1. Field of the Invention
The present invention relates to the field of electrical heating cable typically used to maintain pipes and related equipment at temperatures above freezing or at elevated process temperatures. In particular, the present invention provides an improved parallel zone heating cable with enhanced flexibility and shortened zone lengths.
2. Description of the Prior Art
Parallel zone heating cables are known per se and are in common usage in refineries, chemical plants, commercial and residential installations, and identified as heat tracing cables. In a typical construction of a parallel zone cable, two or three insulated bus wires (also called electrode wires) are provided. They may be solid or stranded, and are typically insulated with polyvinyl chloride, thermoplastic elastomers, fluoropolymers, or any other known and temperature rated conventional insulation. The insulated bus wires are jacketed with a further layer of insulating material, which is provided to maintain the bus wires in a parallel, untwisted configuration, as is necessary for further processing. The insulation over the bus wire insulation is skived in 1 or 2 inch sections, at alternating sites from bus wire to the other, along the full length of the cable, to expose the metal bus wire. A heater wire of known resistance, measured in ohms/lineal foot, is then spirally wrapped around the jacketed bus wires, making electric contact at the alternating exposed sites, with the bus wire. A layer of Fibreglass may then be wound over the heater wire, to secure and cushion the heater wire, and the entire construction is then jacketed with an electrically insulated layer.

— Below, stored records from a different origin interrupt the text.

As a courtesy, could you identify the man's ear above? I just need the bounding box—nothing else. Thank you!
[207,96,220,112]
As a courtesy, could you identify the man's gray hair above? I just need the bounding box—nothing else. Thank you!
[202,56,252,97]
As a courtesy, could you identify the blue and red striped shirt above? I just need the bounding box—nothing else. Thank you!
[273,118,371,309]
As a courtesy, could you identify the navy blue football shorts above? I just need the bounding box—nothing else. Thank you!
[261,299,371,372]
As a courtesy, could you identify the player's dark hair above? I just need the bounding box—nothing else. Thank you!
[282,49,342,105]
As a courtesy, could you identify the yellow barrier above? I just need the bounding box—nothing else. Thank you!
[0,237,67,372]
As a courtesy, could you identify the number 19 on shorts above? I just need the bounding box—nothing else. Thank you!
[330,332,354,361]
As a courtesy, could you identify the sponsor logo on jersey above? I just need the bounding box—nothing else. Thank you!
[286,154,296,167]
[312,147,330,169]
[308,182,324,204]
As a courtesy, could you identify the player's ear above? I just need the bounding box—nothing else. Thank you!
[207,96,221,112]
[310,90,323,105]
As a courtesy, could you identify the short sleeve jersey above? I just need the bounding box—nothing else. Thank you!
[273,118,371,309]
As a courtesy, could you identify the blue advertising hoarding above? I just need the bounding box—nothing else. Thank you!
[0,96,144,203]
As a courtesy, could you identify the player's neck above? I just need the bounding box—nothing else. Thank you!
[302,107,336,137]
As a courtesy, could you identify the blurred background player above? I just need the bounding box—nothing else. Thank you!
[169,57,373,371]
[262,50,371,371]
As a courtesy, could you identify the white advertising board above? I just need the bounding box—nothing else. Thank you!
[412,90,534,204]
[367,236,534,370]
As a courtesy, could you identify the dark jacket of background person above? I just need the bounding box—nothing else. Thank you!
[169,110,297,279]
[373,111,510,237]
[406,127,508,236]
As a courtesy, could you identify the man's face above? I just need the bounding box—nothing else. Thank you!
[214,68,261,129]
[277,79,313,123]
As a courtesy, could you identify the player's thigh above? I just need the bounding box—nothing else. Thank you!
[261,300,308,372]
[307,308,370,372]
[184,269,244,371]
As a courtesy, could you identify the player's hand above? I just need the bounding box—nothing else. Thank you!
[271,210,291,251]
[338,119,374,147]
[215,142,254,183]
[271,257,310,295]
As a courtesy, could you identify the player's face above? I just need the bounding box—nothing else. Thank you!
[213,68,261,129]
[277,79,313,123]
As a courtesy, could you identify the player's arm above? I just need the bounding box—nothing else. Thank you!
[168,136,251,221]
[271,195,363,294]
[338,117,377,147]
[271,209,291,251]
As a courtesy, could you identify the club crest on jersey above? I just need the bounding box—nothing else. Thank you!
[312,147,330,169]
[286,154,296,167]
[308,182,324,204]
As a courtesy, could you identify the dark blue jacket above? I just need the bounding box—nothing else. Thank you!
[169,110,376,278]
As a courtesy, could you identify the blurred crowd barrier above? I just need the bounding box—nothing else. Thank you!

The cable described above has been in common use for a number of years and in most conditions will function quite well. However, the heater wire that has traditionally been utilized has been a monofilament wire, and under conditions of rough handling or high temperature cycling tends to break, causing a heater zone (being the distance between two adjacent sites where the insulation has been skived away) to be interrupted, and thereby lose its heating ability. A small number of random zone failures is not considered fatal to a cable, since a zone will be heated by the preceding and following functioning zones, such as on a pipe containing water, oils or chemicals. However, a number of successive zone failures will prevent reasonable operation of the heater cable and will necessitate its removal and replacement.
It has also been observed in parallel zone cables of the sort described above, that thermal shock to the heating wire during the application of an extruded outer jacket may cause the heater wire to form a v-shaped groove along the inner curve of a cable between the bus wires. This is referred to as chevroning and may, in a high temperature thermal cycling environment, result in heat wire kinking and breakage.